Y en resumen, habiendo ahorrado dinero para el viaje, se confabuló para averiguar la dirección de mi padre y, diciendo a sus vecinos que iba a instalarse en Devonshire, emprendió la expedición.

Cuando la señora Selwyn le preguntó cómo tuvo valor para perpetrar semejante fraude, contestó que no tenía mala intención, y que como la señorita no había de ejercer nunca sus derechos, le parecía una lástima que otro no aprovechara la situación.

Ya tenemos conocimiento de su éxito. Ciertamente todo pareció contribuir a ello. Mi padre no se escribía con Berry Hill; la niña fue enviada a Francia inmediatamente, y como he vivido tan retirada, nada, a menos que ocurriera una casualidad, podría descubrir el fraude.

Y entonces sentí una inmensa alegría interior y un gran regocijo al entender que el olvido en el que siempre me creí no era fruto de insensibilidad y desafecto, sino motivado por un error, y esto me hizo pensar que, puesto que mi abandono no había sido voluntario, podía esperar de mi padre su favor y protección.

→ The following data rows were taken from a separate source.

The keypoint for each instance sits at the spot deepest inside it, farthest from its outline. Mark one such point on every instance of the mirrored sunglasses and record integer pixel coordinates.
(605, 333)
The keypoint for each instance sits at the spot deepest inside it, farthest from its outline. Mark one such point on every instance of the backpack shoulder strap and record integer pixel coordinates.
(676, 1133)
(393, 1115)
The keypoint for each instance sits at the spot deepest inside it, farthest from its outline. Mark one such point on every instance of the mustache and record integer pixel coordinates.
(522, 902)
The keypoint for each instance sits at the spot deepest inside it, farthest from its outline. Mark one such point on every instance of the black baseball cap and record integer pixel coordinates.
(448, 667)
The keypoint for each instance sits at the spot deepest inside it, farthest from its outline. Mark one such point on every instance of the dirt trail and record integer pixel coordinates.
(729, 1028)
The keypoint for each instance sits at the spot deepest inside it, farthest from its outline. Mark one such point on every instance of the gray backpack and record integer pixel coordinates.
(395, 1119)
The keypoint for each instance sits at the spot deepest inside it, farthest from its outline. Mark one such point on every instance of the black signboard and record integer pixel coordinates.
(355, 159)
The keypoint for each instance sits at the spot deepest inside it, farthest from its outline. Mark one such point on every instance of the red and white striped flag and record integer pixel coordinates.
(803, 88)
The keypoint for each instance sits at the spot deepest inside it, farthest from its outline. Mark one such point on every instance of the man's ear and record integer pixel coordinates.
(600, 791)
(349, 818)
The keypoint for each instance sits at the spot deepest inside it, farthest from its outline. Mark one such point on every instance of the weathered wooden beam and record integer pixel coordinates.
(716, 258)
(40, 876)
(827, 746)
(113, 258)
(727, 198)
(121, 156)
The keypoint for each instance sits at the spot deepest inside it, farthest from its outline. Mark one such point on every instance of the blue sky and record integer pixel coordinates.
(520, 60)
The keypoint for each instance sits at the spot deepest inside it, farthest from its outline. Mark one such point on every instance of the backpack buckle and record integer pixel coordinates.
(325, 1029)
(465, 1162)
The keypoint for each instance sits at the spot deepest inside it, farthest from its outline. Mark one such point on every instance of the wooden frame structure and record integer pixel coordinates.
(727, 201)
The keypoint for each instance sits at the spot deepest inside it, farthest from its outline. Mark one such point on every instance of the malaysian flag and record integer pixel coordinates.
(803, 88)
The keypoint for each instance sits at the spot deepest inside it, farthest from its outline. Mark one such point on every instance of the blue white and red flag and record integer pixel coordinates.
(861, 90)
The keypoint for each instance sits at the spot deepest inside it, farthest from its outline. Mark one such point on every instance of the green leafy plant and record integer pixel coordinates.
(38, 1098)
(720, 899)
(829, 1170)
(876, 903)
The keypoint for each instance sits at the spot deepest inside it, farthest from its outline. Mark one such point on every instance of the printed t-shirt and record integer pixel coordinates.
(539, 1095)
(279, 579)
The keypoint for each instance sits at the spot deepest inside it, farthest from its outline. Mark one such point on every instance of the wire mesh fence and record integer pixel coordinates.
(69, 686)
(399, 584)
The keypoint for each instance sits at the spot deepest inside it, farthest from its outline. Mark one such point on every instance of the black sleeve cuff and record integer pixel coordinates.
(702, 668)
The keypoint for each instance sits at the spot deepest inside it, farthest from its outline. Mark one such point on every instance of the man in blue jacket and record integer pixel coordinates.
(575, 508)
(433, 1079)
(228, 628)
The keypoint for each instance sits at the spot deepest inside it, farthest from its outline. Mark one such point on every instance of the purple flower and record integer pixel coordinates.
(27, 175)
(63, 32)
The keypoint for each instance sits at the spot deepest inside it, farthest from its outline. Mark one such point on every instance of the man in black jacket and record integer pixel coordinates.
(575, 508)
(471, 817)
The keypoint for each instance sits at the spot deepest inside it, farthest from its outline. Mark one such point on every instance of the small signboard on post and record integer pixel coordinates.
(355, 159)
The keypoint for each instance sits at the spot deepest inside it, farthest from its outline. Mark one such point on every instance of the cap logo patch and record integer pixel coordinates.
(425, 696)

Confesó que la carta de lady Howard le había confundido muchísimo y que se lo comunicó enseguida a la señora Green, quien subrayó que era la mayor ofensa que había recibido en su vida; pero tuvo la destreza y la intrepidez de afirmar que la misma lady Howard debía haber sido engañada, y como ella le había dicho desde el principio del asunto que se había llevado a la niña sin el consentimiento de usted, pensó que era entonces cuando querían engañarle y ese pensamiento motivó su brusca contestación.

La señora Green comprendió que con el viaje a Inglaterra estaba todo perdido, y puso toda su esperanza en ver casada a su hija antes de que tuviera lugar, de ahí que apoyara tanto la causa del señor Macartney; pues aunque esta unión no estuviera a la altura de las pretensiones de la señorita Belmont, sabía que no era superior en realidad a las posibilidades de su hija una vez se descubriera su origen verdadero.

Mi primera pregunta fue si la inocente hija estaba informada de los manejos de su madre. La señora Selwyn dijo que no, y que no se había decidido nada sobre cómo revelárselo. ¡Pobre desgraciada! ¡Qué duro es su destino! Merece todas mis simpatías y siempre la consideraré como una hermana.

Entonces le pregunté si mi padre consentía en volver a verme.

—No, querida, aún no. Dice que tenerla a la vista es aún demasiado para él. No obstante, mañana debemos decidir todo lo concerniente a usted, pues ya ve que hoy hemos dedicado todo el tiempo a esta mujer.

Esta mañana, por tanto, se fue de nuevo al balneario, y estoy esperando con impaciencia su regreso; pero le enviaré esta carta sin más demora, pues sé que está deseoso de conocer las noticias que contiene.